Esta história é perfeitamente autêntica. O Sr. Robert Dale Owen, † antigo ministro dos Estados Unidos em Nápoles, que igualmente a relata em sua obra, cercou-se de todos os documentos que pudessem constatar a sua veracidade. Perguntamos se ela possui alguns dos caracteres da alucinação! Que a esperança, que jamais abandona os infelizes, tenha seguido o passageiro em seu sono e lhe tenha feito sonhar que lhes vinham socorrer, compreende-se. A coincidência do sonho com o socorro podia ainda ser um efeito do acaso; mas como explicar a descrição do navio? Quanto ao Sr. Bruce, ele está certo de que não sonhava. Se a aparição fosse uma ilusão, como explicar essa semelhança com o passageiro? Se ainda fosse o acaso, a escrita na ardósia é um fato material. De onde vinha o conselho, dado por esse meio, de navegar na direção dos náufragos, contrariando a rota seguida pelo navio? Que os defensores da alucinação tenham a bondade de dizer como, com o seu sistema exclusivo, poderão dar a razão de todas essas circunstâncias. Nos fenômenos espíritas provocados eles têm o recurso de dizer que há trapaça; mas aqui é pouco provável que o passageiro tenha representado uma comédia. É nisto que os fenômenos espontâneos, quando apoiados em testemunhos irrecusáveis, são de grande importância, por não se poder suspeitar de nenhuma conivência.
Para os espíritas, este fato nada tem de extraordinário, porque o compreendem.
Aos olhos dos ignorantes parecerá sobrenatural, maravilhoso. Para quem
conhece a teoria do perispírito, da emancipação da alma nos vivos, ele
não sai das leis da Natureza. Um crítico divertiu-se muito com a
história do homem da tabaqueira, relatada na Revista de março de 1859,
dizendo que era efeito da imaginação da mulher doente. Que tem ela de
mais impossível que esta? Os dois fatos explicam-se exatamente pela
mesma lei que rege as relações entre o Espírito e a matéria. Além disso,
perguntamos a todos os espíritas que estudaram a teoria dos fenômenos
se, lendo o fato que acabamos de referir, sua atenção não foi imediatamente
conduzida sobre a maneira pela qual deve ter-se produzido; se não encontraram
a explicação; se, com tal explicação não concluíram pela possibilidade
e se, em consequência dessa possibilidade, não se interessaram mais
do que se o devessem aceitar apenas pelos olhos da fé, sem acrescentar
o assentimento da inteligência?

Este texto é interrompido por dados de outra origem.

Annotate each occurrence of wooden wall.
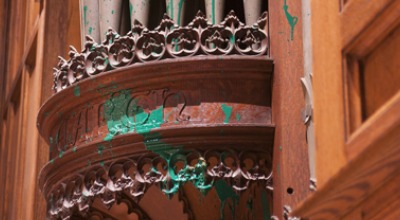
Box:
[0,0,80,220]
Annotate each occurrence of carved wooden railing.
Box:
[38,9,274,219]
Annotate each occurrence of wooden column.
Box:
[269,0,309,219]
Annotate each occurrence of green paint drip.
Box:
[283,0,299,40]
[236,113,241,121]
[83,5,89,26]
[58,151,64,158]
[261,191,271,220]
[215,180,239,219]
[221,104,232,124]
[97,144,105,156]
[74,86,81,97]
[176,0,185,25]
[211,0,215,24]
[129,2,133,17]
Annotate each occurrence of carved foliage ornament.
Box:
[47,150,272,219]
[53,11,268,92]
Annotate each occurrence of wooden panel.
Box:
[294,92,400,219]
[362,24,400,118]
[268,0,310,219]
[340,0,398,49]
[344,176,400,220]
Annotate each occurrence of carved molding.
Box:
[47,148,272,219]
[53,11,269,92]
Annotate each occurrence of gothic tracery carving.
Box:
[53,11,268,92]
[47,150,272,219]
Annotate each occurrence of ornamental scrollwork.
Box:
[53,11,269,92]
[47,148,272,219]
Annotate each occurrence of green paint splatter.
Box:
[215,180,239,219]
[129,2,133,17]
[261,191,271,220]
[74,86,81,97]
[283,0,299,40]
[176,0,185,25]
[97,144,105,155]
[104,90,164,141]
[236,113,242,121]
[143,132,213,197]
[221,104,232,124]
[211,0,215,24]
[83,5,89,26]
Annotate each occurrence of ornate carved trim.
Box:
[47,148,272,219]
[53,11,268,92]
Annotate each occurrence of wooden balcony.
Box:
[37,12,274,219]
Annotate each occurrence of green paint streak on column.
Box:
[129,2,133,17]
[236,113,241,121]
[74,86,81,97]
[97,144,105,155]
[215,180,239,219]
[283,0,299,40]
[211,0,215,24]
[221,104,232,124]
[83,5,89,26]
[176,0,185,25]
[104,90,133,141]
[167,0,174,20]
[261,191,271,220]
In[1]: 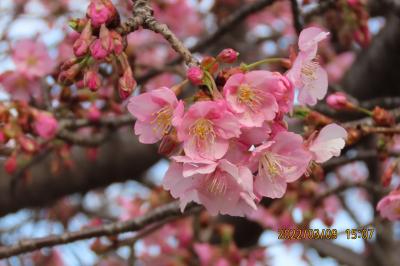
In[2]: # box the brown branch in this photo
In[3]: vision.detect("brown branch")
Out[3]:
[136,0,274,83]
[57,130,110,147]
[290,0,303,35]
[116,0,152,35]
[0,201,201,258]
[143,17,197,66]
[101,218,170,253]
[0,130,160,216]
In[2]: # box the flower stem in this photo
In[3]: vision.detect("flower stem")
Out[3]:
[204,71,222,99]
[241,57,285,71]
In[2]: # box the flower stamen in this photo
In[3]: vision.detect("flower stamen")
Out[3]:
[237,84,261,110]
[150,105,173,135]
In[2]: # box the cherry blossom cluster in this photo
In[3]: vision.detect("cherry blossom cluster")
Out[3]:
[59,0,136,99]
[127,27,347,216]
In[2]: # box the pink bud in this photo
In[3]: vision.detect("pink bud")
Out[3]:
[83,69,101,91]
[326,92,348,110]
[118,67,137,100]
[111,31,124,55]
[0,131,7,144]
[4,155,17,175]
[217,48,239,64]
[186,67,204,85]
[90,39,109,60]
[33,112,58,140]
[73,21,92,57]
[88,104,101,122]
[99,24,114,53]
[86,0,118,28]
[18,136,38,153]
[58,64,81,85]
[68,18,91,32]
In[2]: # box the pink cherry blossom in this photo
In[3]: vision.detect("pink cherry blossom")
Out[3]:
[12,40,55,77]
[325,52,356,83]
[217,48,239,64]
[90,39,110,60]
[251,132,312,198]
[223,71,278,127]
[34,112,58,139]
[376,190,400,221]
[163,156,257,216]
[308,124,347,163]
[178,100,240,160]
[0,71,43,102]
[287,27,328,105]
[326,92,348,110]
[87,0,118,28]
[265,71,294,113]
[239,122,272,146]
[186,66,204,85]
[127,87,183,144]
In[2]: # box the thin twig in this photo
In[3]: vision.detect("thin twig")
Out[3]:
[0,201,201,259]
[290,0,303,35]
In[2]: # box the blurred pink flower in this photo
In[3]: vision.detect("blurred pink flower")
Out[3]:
[33,112,58,140]
[12,40,55,77]
[287,27,329,105]
[0,71,42,102]
[308,124,347,163]
[376,190,400,221]
[326,92,348,110]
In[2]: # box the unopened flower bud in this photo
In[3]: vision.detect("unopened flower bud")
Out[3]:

Os que nos censuram por havermos dado
esta teoria [v. Teoria
das manifestações físicas;] se esquecem de que ela é o resultado
de longos e pacientes estudos que, como nós, eles poderiam ter feito,
trabalhando tanto quanto o temos feito e fazemos todos os dias; que,
dando os meios de compreender os fenômenos, nós lhes demos uma base,
uma razão de ser, que silenciaram mais de um crítico e contribuíram,
em grande parte, para a propagação do Espiritismo, considerando que
se aceita com mais boa vontade aquilo que se compreende do que aquilo
que não se compreende.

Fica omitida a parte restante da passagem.